Applications of Artificial Intelligence in Interrogating Complex Materials Structure-Property Relationships
Abstract: In most advanced energy applications such as next-generation fission, fusion, advanced batteries, or thermal storage systems, performance is limited by the ability for materials to perform under extreme environments (corrosive, high temperature, under irradiation). Monitoring, testing, and designing new materials in these environments poses significant practical challenges, which are exacerbated by the large possible space of compositions, thermodynamic conditions, and non-equilibrium phenomena that are possible. Modern techniques for understanding materials structure-property such as predictive simulation or in situ structural spectroscopies are limited by efficiency or information that can retrieved under such challenging conditions.
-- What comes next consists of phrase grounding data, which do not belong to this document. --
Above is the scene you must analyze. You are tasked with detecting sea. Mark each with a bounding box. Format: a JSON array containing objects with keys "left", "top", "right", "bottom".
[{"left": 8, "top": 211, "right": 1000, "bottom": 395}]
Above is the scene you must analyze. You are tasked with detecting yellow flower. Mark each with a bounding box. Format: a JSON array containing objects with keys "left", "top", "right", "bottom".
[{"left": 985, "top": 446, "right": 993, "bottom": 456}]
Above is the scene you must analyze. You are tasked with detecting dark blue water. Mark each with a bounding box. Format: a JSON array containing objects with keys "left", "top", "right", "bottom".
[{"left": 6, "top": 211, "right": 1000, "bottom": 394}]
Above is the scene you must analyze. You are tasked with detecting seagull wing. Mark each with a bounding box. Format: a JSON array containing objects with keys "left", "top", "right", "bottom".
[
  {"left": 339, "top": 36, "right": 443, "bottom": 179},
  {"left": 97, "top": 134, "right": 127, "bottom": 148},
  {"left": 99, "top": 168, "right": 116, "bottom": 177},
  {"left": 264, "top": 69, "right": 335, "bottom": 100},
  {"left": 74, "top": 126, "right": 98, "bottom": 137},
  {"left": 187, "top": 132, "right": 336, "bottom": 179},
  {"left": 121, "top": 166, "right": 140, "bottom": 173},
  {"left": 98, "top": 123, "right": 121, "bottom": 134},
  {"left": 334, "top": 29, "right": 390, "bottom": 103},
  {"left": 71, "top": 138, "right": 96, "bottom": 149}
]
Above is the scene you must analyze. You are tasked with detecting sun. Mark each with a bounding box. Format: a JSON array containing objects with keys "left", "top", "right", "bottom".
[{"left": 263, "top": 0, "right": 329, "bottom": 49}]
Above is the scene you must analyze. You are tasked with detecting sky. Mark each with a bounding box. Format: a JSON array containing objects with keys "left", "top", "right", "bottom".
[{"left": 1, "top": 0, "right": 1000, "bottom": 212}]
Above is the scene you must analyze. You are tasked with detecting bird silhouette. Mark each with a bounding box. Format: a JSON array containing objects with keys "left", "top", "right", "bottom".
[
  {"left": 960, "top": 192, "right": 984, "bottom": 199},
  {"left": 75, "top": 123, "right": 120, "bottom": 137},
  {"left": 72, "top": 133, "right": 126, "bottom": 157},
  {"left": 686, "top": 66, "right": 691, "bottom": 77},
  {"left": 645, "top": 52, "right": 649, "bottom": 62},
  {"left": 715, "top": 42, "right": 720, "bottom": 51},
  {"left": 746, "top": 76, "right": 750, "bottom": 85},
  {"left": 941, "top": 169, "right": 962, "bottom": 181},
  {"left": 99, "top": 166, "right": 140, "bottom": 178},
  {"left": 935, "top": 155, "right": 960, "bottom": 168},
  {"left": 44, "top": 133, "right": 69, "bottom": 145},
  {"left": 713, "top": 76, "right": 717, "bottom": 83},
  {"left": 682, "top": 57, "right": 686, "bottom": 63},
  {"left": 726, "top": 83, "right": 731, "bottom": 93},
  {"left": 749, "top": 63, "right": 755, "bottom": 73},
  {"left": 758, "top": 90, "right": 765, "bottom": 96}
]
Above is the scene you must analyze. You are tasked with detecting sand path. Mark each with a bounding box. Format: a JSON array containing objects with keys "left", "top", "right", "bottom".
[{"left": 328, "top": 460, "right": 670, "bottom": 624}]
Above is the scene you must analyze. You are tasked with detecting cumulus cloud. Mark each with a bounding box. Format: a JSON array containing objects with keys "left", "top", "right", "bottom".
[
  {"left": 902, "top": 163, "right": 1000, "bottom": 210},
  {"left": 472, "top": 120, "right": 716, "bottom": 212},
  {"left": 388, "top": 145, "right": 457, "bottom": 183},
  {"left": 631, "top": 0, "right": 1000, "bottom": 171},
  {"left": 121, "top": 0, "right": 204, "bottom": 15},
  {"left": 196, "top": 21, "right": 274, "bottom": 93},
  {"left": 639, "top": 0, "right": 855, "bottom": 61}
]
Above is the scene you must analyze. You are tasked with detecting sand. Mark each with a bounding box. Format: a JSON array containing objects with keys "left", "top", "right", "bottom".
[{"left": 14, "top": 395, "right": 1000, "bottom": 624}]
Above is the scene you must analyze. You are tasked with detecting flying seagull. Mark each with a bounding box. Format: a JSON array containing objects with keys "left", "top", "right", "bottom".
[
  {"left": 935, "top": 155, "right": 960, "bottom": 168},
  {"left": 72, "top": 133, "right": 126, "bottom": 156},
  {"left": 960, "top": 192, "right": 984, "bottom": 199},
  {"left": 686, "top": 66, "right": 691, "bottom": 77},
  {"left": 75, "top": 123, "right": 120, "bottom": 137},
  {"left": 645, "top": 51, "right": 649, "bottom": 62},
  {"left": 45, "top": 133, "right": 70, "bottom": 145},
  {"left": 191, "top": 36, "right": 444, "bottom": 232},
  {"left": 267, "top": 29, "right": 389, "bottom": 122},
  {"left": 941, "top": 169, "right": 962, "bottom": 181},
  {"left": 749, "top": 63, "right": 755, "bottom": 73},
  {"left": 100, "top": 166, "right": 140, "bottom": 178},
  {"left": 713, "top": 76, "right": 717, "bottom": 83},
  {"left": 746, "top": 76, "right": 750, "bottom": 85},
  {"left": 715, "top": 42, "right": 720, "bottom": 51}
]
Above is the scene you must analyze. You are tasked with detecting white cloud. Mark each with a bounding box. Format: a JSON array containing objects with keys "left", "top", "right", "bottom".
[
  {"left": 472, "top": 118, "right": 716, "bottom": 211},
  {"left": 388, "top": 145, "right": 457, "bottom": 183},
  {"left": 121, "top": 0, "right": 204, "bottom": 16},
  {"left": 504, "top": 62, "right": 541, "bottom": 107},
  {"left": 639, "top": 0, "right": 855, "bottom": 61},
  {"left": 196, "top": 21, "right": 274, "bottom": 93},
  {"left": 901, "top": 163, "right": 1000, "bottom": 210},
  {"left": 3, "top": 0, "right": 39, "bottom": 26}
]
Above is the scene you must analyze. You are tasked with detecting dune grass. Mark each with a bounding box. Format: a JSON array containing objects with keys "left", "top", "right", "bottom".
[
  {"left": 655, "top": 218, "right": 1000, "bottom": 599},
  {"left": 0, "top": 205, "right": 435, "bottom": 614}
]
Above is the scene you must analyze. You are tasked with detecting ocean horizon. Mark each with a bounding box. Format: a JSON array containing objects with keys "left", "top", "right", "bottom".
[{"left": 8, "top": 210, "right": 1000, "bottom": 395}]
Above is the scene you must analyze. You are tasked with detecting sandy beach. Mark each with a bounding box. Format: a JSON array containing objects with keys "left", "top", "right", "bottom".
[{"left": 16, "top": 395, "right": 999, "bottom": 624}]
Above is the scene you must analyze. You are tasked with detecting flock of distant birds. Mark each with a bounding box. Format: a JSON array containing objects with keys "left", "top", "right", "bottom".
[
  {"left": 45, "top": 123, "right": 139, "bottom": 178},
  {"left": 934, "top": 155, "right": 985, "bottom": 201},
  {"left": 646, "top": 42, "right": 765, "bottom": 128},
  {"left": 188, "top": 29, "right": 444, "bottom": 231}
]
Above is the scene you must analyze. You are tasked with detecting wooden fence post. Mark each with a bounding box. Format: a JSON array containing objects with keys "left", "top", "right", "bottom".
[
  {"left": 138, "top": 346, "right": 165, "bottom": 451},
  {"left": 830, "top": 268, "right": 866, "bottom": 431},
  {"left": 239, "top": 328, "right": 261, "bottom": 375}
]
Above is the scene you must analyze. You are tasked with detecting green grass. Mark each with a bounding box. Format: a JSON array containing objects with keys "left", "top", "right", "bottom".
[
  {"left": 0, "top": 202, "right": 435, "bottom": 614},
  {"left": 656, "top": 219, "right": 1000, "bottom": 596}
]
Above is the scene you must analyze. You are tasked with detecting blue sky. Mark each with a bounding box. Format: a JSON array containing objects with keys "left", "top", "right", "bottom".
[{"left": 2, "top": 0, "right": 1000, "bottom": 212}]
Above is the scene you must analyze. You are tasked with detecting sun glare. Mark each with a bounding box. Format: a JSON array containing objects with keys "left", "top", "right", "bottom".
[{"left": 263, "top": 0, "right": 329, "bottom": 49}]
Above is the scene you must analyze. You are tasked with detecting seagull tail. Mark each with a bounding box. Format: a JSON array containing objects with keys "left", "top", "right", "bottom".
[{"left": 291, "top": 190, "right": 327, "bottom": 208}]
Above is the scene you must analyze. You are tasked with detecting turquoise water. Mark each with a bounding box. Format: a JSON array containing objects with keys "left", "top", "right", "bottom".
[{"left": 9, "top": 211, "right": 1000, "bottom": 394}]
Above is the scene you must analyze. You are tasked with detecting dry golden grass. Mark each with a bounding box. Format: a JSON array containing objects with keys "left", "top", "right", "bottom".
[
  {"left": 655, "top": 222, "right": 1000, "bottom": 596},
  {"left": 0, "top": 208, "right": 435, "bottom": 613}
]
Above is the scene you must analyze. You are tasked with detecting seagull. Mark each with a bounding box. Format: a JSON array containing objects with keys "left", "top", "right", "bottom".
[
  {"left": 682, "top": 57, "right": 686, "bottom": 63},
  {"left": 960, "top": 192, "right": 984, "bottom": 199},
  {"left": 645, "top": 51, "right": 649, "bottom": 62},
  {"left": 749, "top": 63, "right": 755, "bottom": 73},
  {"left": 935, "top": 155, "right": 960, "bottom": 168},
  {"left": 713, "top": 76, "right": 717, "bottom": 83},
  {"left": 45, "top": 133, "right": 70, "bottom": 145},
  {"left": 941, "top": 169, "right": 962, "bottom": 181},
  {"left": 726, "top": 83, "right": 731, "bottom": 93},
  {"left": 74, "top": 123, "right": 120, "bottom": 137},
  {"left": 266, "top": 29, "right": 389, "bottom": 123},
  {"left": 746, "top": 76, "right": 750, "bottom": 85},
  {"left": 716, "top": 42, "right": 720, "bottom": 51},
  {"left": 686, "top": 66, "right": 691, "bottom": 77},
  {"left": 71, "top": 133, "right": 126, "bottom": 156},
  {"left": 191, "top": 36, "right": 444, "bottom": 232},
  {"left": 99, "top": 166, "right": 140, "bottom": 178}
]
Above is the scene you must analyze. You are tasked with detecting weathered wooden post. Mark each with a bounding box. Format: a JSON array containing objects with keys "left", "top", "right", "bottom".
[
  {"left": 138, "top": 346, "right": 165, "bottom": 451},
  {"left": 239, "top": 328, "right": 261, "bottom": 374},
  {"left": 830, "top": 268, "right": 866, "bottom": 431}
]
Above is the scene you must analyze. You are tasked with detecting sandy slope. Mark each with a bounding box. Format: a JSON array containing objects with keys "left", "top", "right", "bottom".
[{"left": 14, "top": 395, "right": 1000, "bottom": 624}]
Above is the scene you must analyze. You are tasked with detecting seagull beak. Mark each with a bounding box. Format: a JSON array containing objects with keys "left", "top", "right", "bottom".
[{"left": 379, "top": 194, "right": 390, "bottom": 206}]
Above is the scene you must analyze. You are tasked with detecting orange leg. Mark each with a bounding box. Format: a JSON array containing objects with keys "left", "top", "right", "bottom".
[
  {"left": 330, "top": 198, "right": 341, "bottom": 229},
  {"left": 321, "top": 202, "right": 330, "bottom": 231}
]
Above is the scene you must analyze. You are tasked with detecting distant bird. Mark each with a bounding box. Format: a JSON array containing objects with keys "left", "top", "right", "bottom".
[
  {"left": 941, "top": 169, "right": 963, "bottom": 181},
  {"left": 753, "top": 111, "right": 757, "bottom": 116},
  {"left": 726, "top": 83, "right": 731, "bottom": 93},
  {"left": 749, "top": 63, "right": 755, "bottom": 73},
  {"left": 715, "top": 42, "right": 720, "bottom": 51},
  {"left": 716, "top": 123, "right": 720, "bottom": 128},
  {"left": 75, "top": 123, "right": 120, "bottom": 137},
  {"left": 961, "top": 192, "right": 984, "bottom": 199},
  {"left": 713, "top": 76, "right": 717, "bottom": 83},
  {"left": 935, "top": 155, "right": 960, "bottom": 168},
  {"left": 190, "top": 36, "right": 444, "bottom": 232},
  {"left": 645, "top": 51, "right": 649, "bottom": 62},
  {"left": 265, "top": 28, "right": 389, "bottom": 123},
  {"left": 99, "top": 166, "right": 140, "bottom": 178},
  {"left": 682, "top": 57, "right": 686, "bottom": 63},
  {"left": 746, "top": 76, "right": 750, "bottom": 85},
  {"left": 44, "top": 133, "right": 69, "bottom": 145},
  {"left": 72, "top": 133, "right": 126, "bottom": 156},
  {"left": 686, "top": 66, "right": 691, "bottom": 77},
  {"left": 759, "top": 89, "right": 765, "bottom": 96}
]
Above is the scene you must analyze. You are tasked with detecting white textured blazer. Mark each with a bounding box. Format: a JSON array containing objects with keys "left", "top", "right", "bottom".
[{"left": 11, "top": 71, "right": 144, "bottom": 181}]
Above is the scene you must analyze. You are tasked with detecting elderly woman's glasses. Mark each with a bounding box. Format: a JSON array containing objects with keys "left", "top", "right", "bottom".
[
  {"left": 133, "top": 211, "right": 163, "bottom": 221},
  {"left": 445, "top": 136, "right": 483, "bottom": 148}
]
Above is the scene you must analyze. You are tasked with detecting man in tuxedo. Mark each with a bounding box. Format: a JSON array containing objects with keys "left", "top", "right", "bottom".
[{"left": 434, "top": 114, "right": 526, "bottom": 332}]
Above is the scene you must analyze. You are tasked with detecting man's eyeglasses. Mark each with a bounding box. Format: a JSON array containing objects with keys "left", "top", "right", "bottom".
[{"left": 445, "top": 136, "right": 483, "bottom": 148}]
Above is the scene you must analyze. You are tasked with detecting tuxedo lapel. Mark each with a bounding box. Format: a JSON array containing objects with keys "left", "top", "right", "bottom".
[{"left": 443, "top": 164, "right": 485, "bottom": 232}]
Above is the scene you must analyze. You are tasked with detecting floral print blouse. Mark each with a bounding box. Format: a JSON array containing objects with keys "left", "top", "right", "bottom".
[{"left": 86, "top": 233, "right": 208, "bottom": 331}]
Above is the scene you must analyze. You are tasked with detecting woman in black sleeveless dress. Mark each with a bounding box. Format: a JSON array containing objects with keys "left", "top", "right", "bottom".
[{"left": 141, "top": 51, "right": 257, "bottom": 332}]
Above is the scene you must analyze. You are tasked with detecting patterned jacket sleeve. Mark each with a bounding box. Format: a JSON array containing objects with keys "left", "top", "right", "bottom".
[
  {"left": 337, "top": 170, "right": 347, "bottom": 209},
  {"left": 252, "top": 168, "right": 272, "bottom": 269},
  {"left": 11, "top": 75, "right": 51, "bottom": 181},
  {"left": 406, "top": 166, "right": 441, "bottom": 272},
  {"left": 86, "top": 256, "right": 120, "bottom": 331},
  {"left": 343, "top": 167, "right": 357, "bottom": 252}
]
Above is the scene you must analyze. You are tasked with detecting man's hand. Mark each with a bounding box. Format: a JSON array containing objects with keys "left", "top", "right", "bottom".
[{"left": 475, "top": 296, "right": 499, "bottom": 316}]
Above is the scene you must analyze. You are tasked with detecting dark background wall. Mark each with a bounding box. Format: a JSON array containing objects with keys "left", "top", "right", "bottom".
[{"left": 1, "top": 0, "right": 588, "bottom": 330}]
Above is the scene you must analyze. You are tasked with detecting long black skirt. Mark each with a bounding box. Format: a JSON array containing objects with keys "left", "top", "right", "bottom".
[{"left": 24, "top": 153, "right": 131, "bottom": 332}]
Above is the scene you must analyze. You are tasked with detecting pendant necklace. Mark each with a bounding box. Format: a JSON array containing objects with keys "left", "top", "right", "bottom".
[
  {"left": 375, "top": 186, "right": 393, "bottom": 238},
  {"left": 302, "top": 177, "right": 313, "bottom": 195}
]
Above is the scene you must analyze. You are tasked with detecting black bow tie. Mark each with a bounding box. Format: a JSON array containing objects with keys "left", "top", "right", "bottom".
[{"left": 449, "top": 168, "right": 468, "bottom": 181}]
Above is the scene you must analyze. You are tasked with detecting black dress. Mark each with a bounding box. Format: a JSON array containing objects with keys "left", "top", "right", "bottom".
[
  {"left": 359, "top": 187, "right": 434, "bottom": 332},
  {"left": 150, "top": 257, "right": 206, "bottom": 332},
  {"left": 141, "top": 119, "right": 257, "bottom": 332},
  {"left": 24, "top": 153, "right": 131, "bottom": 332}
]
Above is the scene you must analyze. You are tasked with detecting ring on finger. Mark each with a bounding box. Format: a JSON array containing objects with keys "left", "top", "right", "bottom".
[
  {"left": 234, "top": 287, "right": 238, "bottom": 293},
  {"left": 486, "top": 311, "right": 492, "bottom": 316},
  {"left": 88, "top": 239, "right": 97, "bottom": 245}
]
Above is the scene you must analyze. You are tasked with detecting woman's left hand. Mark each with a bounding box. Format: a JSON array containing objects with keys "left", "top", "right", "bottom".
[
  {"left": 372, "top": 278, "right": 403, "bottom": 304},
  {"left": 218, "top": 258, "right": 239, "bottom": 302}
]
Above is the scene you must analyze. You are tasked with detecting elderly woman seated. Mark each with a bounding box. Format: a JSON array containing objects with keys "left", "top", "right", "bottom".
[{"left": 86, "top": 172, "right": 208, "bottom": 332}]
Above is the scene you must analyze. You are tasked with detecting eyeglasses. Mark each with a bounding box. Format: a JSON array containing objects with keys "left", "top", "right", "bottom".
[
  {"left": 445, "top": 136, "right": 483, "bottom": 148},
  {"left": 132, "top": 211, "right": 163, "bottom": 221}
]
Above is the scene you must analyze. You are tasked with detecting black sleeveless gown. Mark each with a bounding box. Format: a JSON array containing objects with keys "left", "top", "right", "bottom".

This presentation covers latest advances in applying artificial intelligence to overcome these challenges, particularly in three areas: 1) accelerating predictive simulations using deep learning surrogate models, 2) learning implicit property relationships that would otherwise be difficult to uncover with human intuition alone, and 3) enhancing spectroscopic techniques with computer vision-based learning. Examples are given showing how these methods can be applied to understanding local structure, thermophysical properties, and thermodynamic properties in different contexts including high temperature ionic liquids, battery electrolytes, reactive surfaces, and more.
Bio: Dr. Lam is an Assistant Professor of Nuclear and Chemical Engineering at UMass Lowell. Prior to UMass Lowell, Dr. Lam received his MS (2017) and PhD (2020) in Nuclear Science and Engineering at MIT, and was a Computational Material Scientist at Robert Bosch LLC. His research interests include artificial intelligence-driven development of materials for advanced energy systems, machine learning-assisted simulation and spectroscopy, and non-conventional applications of nuclear.